Hi,
I understand that all GPUs are 32 bit as of today and there seems to be no need to switch to 64 bit in the near future. However there are some 64-bit supporting PTX functions available. For example the simple bitwise logical operation AND/OR/XOR are available for 32 bit data as well as for 64 bit data.
Is it save to assume that the 64 bit version is never slower that 2 calls to the 32 bit version?
Thanks.
The throughput of bitwise logical operations on 64-bit integers is not listed in the official table (CUDA C++ Programming Guide).
This means that the following should apply
Other instructions and functions are implemented on top of the native instructions. The implementation may be different for devices of different compute capabilities, and the number of native instructions after compilation may fluctuate with every compiler version.

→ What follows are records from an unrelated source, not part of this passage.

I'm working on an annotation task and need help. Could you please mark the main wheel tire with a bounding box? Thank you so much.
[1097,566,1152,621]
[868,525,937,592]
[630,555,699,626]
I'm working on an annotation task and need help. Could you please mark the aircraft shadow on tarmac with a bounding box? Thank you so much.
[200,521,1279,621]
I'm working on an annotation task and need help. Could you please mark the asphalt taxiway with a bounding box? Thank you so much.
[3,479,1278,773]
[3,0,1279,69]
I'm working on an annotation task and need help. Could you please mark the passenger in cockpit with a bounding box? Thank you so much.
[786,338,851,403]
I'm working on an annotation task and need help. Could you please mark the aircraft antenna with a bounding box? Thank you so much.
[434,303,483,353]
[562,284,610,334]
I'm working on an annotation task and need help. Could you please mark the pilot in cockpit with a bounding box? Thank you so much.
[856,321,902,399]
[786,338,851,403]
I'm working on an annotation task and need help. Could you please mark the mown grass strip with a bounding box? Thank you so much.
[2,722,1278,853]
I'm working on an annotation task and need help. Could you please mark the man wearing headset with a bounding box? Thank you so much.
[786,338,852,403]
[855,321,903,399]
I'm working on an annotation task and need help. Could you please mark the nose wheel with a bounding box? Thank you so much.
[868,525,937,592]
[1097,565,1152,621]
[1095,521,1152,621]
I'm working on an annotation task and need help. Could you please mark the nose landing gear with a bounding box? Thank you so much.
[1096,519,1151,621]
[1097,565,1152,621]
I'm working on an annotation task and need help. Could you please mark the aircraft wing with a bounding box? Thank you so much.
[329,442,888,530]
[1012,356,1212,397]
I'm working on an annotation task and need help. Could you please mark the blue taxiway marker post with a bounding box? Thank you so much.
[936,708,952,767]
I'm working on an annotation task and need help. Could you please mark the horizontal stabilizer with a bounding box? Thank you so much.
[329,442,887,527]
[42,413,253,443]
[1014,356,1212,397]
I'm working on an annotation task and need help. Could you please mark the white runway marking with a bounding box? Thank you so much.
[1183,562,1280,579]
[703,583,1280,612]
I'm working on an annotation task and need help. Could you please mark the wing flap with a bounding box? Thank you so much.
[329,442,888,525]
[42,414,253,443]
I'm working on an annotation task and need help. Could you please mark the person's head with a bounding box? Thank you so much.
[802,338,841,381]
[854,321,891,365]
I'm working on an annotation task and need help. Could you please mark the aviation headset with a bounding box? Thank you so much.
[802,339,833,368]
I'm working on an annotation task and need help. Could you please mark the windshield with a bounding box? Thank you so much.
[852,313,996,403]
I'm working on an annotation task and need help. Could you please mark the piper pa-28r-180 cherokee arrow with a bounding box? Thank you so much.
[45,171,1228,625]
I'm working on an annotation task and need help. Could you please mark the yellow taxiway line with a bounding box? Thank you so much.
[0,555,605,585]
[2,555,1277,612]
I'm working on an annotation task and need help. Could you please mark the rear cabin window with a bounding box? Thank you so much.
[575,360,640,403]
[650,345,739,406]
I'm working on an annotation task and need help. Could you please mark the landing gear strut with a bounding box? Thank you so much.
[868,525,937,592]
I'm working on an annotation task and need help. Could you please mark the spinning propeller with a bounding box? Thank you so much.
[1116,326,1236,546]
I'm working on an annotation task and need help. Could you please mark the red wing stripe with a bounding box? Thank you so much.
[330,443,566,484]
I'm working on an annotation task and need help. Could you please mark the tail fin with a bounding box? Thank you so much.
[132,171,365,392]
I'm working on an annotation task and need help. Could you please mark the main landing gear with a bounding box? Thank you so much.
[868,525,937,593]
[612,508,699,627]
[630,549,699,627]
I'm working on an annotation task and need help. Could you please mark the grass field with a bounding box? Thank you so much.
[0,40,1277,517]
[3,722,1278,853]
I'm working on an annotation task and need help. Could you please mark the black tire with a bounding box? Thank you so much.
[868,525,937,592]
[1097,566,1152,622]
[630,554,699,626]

According to the SASS on compiler explorer (Compiler Explorer) nvcc 12.3.1 uses 2 32-bit logical operations for 64-bit.
Other 64 bit operations can be significantly slower than their 32 bit version, most notably 64-bit floating point arithmetic on consumer gpus.
Hi,
thanks for your information. I was looking for a ‘general rule of thumb’ which one to use if you have the choice like:
xor.b64 res_ui64, x_ui64, y_ui64
vs
xor.b32 res_ui32_0, x_ui32_0, y_ui32_0
xor.b32 res_ui32_1, x_ui32_1, y_ui32_1
with ui64 → ( ui32_0 << 32 ) | ui32_1
Thanks.
That is PTX code which will be further compiled to optimized SASS code.
I would simply use the ptx instruction intended for the respective datatype, so xor.b64 for 64-bit values.